During my freshman year of college, I began learning German with Herr (Dr.) Ronald Warner. Having spent five years already as a Latin scholar, as we were named by our Latin teacher in high school, I was ready to tackle German grammar systems and to cope with the challenge of acquiring a new set of vocabulary. When it came to culture and history, I soaked it all up, too. Currently, the more that I read and witness in regards to European and Austrian history and culture, the more I realize that understanding ancient Roman history and culture makes it all that much more connected in my mind.
While in Austria this summer, I saw Latin words and Roman images everywhere I went: buildings, monuments, works of art, etc. Why do Austrians bother to utilize so many Latin statements in their cities and towns? Why do they choose to employ so many Roman-themed images and stories? Why is it all still so meaningful to them?

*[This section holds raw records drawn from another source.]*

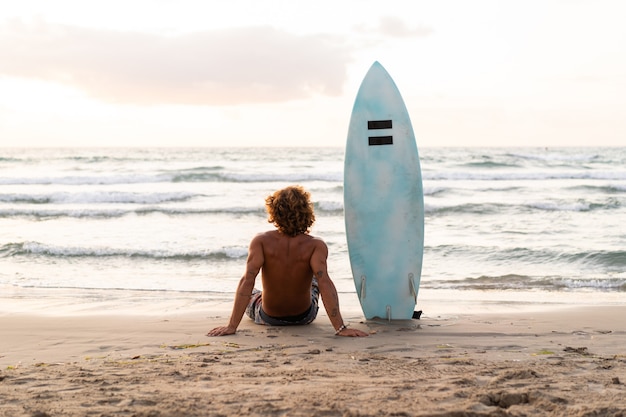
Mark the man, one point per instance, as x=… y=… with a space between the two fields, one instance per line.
x=293 y=271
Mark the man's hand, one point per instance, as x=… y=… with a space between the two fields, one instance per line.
x=222 y=331
x=351 y=333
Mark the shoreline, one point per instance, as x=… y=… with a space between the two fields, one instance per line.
x=556 y=361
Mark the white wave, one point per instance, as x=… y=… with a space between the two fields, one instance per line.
x=553 y=206
x=87 y=180
x=117 y=197
x=524 y=175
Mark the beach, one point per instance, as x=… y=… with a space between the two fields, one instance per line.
x=115 y=263
x=553 y=360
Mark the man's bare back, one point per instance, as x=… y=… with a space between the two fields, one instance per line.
x=286 y=272
x=288 y=259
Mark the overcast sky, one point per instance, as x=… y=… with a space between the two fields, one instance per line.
x=285 y=73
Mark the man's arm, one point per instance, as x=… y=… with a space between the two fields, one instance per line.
x=244 y=289
x=329 y=292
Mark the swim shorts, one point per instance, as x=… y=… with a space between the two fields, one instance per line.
x=256 y=313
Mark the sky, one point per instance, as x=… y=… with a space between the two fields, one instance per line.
x=285 y=73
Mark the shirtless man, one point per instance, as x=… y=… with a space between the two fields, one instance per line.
x=293 y=271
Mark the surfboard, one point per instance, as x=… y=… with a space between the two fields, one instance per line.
x=383 y=200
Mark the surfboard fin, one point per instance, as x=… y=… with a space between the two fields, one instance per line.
x=362 y=287
x=412 y=288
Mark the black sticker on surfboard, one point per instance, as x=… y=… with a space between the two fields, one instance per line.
x=380 y=124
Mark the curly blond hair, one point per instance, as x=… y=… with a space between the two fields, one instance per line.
x=290 y=210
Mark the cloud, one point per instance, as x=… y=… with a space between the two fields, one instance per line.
x=219 y=67
x=394 y=27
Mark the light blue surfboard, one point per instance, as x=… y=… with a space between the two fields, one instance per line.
x=383 y=200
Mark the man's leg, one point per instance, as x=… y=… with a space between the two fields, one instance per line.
x=254 y=307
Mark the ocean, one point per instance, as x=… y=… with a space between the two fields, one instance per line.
x=124 y=228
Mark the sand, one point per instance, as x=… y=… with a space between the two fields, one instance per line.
x=559 y=361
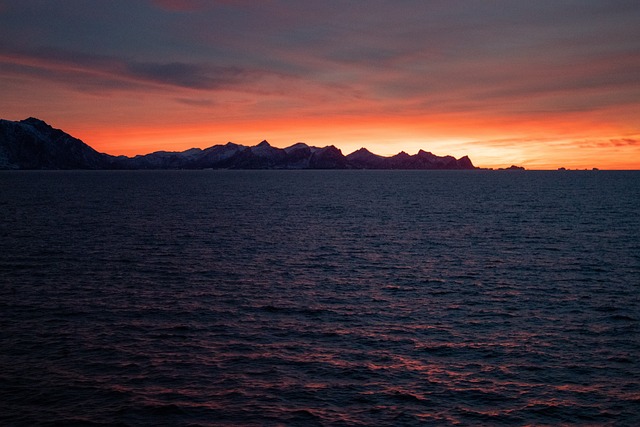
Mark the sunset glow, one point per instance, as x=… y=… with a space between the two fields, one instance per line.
x=541 y=85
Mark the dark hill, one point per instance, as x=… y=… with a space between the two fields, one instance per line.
x=33 y=144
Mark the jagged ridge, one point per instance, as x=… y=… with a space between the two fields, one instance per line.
x=33 y=144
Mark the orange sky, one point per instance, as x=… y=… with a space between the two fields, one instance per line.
x=542 y=85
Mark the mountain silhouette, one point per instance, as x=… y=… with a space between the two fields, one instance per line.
x=33 y=144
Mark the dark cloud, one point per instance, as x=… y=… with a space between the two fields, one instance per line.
x=81 y=69
x=180 y=5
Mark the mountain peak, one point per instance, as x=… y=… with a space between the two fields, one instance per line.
x=33 y=144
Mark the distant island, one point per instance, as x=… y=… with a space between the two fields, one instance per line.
x=33 y=144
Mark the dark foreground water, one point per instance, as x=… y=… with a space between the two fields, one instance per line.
x=197 y=298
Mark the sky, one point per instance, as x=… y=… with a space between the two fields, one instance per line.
x=541 y=84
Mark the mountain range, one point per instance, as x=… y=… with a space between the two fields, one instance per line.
x=33 y=144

I. Being surrounded by Roman/Greek heroes improves your looks.
|Mural from the Spanischer Saal at Castle Ambras in Innsbruck, Austria, 2013|
II. Latin lasts forever!
|Latin text from one section of the Plague Column on the Graben in Vienna, 2013|
III. Latin is where all the cool kids hide their secret messages.
|Base of a column in Graz, 2013|
|Underneath the Goldenes Dachl in Innsbruck, 2013|
- V M I I V D I I I I I V I I L V
- V D I C I V V L M V
Bonus question for the nerds in the audience: what dates are represented with each cryptogram shown here?
So many centuries later, we still think about the Romans, imagine ourselves in their myths, and use their language, because in spite of all of its awkwardness and challenges, it works. It communicates. It makes itself understood. It unchangeably defies change. To know myself, I have to know where I have been.